Kopperåa River (Norvège): Medieval copper smelter found
Medieval copper smelter find is Norway's oldest
Medieval copper production in Norway was surprisingly sophisticated, a new archaeological find suggests
Asle Rønning / Translated by Glenn Ostling
A rushing river in Nord-Trøndelag County, near the Swedish border, is slowly giving up its secrets.
This summer, archaeologists excavated a smeltery on a little island where advanced metal production was carried out in the 1300s.
The smelter excavation site. (Photo: Lars F. Stenvik)
Per Steinar Brevik documents the excavation site. (Photo: Lars F. Stenvik)
“This is the first evidence that copper was produced from copper ore in Norway during the Middle Ages,” says Associate Professor Lars F. Stenvik, at the Museum of Natural History and Archaeology in Trondheim.
Charcoal with the green residue of copper found next to the smelter. (Photo: Lars F. Stenvik)
He’s spent a lot of time searching for traces of Norwegian copper production from this period.

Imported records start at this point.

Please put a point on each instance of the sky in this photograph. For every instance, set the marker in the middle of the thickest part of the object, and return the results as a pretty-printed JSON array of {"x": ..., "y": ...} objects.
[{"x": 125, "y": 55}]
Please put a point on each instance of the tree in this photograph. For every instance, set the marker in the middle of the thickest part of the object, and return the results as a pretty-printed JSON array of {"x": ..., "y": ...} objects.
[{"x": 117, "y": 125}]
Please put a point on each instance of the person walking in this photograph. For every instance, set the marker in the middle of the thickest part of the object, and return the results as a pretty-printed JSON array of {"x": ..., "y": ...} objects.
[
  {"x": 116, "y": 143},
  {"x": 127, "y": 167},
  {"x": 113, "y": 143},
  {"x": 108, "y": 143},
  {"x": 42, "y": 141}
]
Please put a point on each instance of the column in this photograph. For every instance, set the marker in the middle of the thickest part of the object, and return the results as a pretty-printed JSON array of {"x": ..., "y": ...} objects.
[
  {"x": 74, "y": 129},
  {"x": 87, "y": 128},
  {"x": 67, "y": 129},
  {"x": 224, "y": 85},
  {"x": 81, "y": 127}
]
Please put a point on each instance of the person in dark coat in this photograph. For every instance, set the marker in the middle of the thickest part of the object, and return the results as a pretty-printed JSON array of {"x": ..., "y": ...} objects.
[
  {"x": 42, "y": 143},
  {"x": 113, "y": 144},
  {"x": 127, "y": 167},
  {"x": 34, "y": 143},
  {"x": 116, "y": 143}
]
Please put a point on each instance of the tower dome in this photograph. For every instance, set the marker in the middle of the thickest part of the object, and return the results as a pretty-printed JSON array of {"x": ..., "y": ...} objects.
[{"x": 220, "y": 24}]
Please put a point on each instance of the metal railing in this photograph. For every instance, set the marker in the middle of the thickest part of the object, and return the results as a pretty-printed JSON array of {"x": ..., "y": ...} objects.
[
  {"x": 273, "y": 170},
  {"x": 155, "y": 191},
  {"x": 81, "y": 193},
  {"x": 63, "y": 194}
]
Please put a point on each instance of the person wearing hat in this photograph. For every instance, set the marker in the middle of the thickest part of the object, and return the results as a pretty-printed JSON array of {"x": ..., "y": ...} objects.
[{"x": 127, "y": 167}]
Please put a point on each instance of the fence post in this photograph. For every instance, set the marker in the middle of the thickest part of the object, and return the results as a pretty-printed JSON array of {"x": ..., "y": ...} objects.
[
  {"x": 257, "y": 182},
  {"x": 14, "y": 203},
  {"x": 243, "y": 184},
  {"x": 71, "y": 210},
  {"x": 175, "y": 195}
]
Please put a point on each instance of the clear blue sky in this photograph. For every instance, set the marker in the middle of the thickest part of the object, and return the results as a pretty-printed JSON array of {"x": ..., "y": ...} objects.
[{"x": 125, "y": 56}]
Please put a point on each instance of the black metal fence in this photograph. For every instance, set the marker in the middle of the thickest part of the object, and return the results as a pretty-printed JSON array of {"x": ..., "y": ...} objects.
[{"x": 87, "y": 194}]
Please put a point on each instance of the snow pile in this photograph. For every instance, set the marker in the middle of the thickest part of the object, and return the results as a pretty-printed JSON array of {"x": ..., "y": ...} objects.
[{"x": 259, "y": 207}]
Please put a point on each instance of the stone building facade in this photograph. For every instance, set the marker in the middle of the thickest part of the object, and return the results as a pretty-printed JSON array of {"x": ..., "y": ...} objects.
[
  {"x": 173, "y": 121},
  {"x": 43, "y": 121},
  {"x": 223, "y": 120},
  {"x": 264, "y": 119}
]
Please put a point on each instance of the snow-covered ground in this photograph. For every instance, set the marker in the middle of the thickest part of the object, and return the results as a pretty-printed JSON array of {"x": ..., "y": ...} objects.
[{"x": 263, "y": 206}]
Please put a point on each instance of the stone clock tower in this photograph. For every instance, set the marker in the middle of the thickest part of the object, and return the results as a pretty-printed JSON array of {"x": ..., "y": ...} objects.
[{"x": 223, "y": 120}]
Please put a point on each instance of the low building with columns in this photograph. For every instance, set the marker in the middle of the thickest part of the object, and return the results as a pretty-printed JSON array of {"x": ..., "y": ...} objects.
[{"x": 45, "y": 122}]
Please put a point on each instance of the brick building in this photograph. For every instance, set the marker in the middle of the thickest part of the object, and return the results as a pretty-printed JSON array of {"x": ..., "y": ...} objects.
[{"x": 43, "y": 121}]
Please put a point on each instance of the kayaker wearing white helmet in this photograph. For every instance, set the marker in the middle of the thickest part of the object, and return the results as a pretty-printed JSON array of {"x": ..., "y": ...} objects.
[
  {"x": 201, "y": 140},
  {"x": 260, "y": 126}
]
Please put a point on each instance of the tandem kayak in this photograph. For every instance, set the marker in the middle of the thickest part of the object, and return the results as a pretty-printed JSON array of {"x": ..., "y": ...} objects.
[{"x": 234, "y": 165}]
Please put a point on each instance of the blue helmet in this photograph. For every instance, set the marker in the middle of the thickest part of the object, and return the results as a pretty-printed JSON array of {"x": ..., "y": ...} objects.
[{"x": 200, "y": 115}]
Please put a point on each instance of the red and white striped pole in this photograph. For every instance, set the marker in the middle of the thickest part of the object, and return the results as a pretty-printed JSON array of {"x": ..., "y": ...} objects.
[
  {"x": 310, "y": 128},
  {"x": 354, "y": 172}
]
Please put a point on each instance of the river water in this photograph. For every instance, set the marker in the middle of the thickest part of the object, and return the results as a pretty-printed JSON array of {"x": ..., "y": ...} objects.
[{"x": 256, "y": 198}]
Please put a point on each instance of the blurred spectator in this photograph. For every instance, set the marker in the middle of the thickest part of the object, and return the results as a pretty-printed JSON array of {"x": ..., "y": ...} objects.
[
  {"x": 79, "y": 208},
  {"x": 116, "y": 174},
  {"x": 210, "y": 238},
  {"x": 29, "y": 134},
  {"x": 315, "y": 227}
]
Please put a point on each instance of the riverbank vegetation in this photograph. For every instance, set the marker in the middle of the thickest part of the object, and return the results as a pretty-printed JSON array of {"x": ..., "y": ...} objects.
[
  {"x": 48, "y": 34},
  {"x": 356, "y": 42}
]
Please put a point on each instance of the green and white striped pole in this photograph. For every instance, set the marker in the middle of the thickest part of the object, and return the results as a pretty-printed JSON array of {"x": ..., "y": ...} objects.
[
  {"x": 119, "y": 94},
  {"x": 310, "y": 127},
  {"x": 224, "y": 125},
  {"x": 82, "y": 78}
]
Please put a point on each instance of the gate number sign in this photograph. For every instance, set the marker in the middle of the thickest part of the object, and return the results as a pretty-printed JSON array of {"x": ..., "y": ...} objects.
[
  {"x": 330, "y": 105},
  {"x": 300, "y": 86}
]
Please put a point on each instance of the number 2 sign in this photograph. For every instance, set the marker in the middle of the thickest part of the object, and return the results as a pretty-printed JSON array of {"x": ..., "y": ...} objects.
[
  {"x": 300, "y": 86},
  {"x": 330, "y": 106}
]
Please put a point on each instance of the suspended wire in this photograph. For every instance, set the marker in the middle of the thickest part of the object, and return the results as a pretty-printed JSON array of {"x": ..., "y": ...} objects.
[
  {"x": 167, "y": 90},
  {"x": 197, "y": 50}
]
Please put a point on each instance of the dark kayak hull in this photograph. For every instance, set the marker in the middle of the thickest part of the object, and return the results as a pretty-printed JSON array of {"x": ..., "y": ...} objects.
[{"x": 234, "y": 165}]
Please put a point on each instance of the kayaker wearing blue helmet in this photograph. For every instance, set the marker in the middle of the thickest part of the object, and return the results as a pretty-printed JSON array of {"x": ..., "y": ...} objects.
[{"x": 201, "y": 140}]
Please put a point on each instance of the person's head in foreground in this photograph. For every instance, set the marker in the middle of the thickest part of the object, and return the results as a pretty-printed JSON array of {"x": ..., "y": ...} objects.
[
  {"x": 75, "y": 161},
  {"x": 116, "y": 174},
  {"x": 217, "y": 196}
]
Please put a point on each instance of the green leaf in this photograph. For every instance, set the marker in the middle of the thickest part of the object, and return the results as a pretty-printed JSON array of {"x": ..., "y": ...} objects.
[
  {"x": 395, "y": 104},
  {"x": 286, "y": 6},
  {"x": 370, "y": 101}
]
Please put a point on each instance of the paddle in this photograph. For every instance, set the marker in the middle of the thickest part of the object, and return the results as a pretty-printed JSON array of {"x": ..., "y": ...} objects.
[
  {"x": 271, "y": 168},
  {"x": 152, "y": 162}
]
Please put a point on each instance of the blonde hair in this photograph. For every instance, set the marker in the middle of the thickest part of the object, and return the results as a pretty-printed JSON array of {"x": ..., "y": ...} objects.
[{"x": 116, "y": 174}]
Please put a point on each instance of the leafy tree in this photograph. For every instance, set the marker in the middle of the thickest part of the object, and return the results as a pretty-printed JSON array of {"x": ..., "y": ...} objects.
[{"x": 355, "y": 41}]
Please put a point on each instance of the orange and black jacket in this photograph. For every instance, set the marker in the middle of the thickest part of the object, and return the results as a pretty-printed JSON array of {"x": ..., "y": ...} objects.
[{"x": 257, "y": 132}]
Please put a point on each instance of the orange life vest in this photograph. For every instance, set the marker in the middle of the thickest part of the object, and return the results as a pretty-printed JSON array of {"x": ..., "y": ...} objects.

The evidence is starting to fall in place.
In many ways, ore extraction and copper smelting were the starting point for a major modern Norwegian industry, with big mines operating in the 18th and 19th centuries.
But evidence of domestic copper production prior to 1500 has been scant.
A smelter from the 1500s - drawing of Georgius Agricola's work "De Re Metallica" from 1556 (Source: Project Gutenberg).
Copper was an important metal in medieval times and was used in a number of products, from coins to church bells.